Vortrag von Bruno Köbele
Bundesvorsitzender der Industriegewerkschaft Bau-Steine-Erden am 4. März 1993 in der Friedrich-Ebert-Stiftung in Bonn

Sozialer Konsens und sozialer Ausgleich sind Kernelemente unserer bundesdeutschen Gesellschaftsordnung. Bislang waren sie sowohl wichtiger Standortfaktor als auch bedeutende Produktivkraft im Prozeß des Wirtschaftswachstums.

Sie können auch als Sicherung und Pflege des Humankapitals verstanden werden, das immer mehr über die Leistungsfähigkeit einer Volkswirtschaft entscheidet.

Die Fähigkeit zur Herstellung sozialer Gerechtigkeit und zur Festigung demokratischer Rechte unterscheidet die soziale Marktwirtschaft vom blanken Kapitalismus.

Friedhelm Hengsbach hat auf die Bedeutung der Arbeitnehmerbeteiligung am Produktivkapital für die Demokratie hingewiesen.

Er schreibt:
"Eine soziale Marktwirtschaft zeichnet sich dadurch aus, daß alle am Wirtschaftsleben Beteiligten auch einen leistungsgerechten Anteil am produzierten Reichtum erwerben.

Wenn das Privateigentum in einer Marktwirtschaft durch nichts ersetzt werden kann, und wenn eine soziale Marktwirtschaft mit einer breiten Streuung des privaten Vermögens einhergeht, gelten beide Bedingungen erst recht für das Eigentum an Produktionsmitteln, also das Produktionsvermögen.

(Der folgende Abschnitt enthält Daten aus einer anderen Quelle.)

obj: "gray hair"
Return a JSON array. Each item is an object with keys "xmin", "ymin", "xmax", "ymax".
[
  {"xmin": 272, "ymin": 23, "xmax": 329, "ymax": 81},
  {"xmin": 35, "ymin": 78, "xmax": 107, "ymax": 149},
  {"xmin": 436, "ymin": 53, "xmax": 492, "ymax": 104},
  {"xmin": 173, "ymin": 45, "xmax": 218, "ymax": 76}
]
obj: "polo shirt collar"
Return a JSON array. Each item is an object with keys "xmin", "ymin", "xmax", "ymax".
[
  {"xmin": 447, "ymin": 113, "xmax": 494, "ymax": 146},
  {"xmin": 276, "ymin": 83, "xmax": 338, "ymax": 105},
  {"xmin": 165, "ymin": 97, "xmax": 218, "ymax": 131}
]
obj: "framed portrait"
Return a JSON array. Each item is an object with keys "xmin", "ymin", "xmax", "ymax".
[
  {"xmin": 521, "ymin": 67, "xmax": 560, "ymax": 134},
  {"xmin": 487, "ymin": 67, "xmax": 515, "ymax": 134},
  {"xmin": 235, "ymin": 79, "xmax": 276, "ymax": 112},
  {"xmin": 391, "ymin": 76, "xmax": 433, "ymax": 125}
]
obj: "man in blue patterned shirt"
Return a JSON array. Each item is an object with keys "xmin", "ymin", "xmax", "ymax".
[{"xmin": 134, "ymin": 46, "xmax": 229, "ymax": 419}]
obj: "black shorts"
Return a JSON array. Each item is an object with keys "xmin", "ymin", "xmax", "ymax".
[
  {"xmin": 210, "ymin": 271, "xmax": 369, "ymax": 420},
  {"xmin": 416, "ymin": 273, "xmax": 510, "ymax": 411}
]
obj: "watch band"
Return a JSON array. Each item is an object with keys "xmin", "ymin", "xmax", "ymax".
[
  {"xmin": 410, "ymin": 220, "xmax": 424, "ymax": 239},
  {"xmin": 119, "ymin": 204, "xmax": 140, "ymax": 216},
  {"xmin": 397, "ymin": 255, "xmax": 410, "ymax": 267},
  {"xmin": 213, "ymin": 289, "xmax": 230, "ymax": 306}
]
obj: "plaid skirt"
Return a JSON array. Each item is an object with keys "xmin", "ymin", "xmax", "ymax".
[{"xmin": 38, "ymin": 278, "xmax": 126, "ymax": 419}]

Eine Beteiligung an den Produktionsmitteln und an den wirtschaftlichen Entscheidungsprozessen könnte den abhängig Beschäftigten in der Erwerbsarbeit einen Raum persönlicher Freiheit und wirtschaftlicher Unabhängigkeit, ein Leistungsmotiv und ein Instrument gesellschaftlicher Konfliktregelung gewährleisten. Die Mitwirkungsformen des Betriebsverfassungsgesetzes und der Mitbestimmungsgesetze sowie eine breite Beteiligung am Produktivvermögen verdeutlichen den Zusammenhang von sozialer Marktwirtschaft und Demokratie. Wirtschaftliche Beteiligungsrechte vollenden die politischen Freiheitsrechte und die sozialen Grundrechte'' [ Vgl. hierzu: Bruno Köbele/Bernd Schütt (Hrsg.): Erfolgsbeteiligung. Ein neuer Weg zur Vermögensbildung in Arbeitnehmerhand, Köln 1992 (BUND - Verlag)]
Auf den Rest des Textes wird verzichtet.